A.           THE COMPANY’S BOARD OF DIRECTORS AND NOMINEES:

The principal occupations for the past five years (and, in some instances, for prior years) of each of our executive officers, present directors and proposed directors are as follows:


S tephenMolinari, Chairman
Mr. Molinari has more than 22 years of experience in the financial services industry with well-known investment banking firms such as Dean Witter and Smith Barney. He has served as Chairman & CEO of Molinari Capital, LLC, a private merchant-banking firm that specialized in advising emerging growth companies on capital raise-ups, mergers and acquisitions, securing strategic alliances and general financial advisory services. Mr. Molinari has worked on a wide range of transactions in the consumer products, software, technology, retail, franchising, and media investment industries. He has been instrumental in raising substantial amounts of capital, both through debt and equity, to further the business plans of many of his clients.
 
Mr. Molinari has also built and managed various private and public companies in the media and data development industries including ProMark Data and Media Group, a leading data marketing company that has worked with many Fortune 500 industry giants as well as political campaigns and Government Agencies.  
 
His management credentials also include extensive development and leadership roles with various media and broadcast creative and syndication enterprises plus marketing oversight of various commercial product and service companies.
 
Mr. Molinari received his B.A. Degree in Marketing from Pace University in 1988.
 
James Lindsey – Vice Chairman and President
Jim Lindsey has more than thirty-five years of managerial, creative, and account supervision experience with bottom line responsibilities for international, national, and regional advertising agencies including Saatchi & Saatchi Worldwide, Fairfax/Saatchi & Saatchi, McCaffrey & McCall, Hill Holiday/Wakeman & DeForrest.

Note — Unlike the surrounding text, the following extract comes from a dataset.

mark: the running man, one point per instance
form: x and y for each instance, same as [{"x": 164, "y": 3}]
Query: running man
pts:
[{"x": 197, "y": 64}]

As Vice Chairman of Saatchi & Saatchi Worldwide, Mr. Lindsey significantly influenced and directed corporate development, specializing in West Coast and Pacific Rim clients. He also served as Executive Vice President of Hill, Holliday and Wakeman & DeForrest’s West Coast operations. And he has been responsible for national and international agency operations involving business development, marketing, advertising, and strategic planning for worldwide clients including MGM/UA, Orion Films, Sears, Marriott Resorts, Mercedes Benz, DeBeers, Int., T. Row Price, Geneva Corporation, Infinity, MONEX plus Epson Computer Printer Products.  Other notable clients included Jenny Craig, Shaw Industries, White Westinghouse, PacTel Cellular/Pacifictelecis, Vartech, RCA, Sears, Mayflower, McDonalds, Carls Jr., Falcon Jets and The Cotton Council.

 
3

 

While Executive Producer of Metromedia Producers Group, Mr. Lindsey also created and produced primetime specials and network series television releases.   Mr. Lindsey has been honored with more than 50 Addy Awards, Clio Awards, and Golden Quill Awards and has managed hundreds of millions of dollars of advertising contracts with advertisers around the world.   
    
i
J. Franklin Bradley – Director
Frank Bradley has created groundbreaking marketing, advertising, public/investor relations and interactive solutions for major national and international organizations over the past 30 years. He pioneered hospital marketing as the first Vice President of Marketing and Communications for healthcare giant Hospital Corporation of America (HCA).

Mr. Bradley’s marketing and communications programs established guidelines and standards for more than 450 HCA hospitals worldwide and the entire emerging investor-owned healthcare industry. He integrated and unified the marketing communications of all system hospitals acquired or managed by HCA and provided consulting and crisis management services to this Fortune 100 Corporation and its individual hospitals.  His work included establishment of Internet and portal development systems for the corporate and individual facility consumer and physician network.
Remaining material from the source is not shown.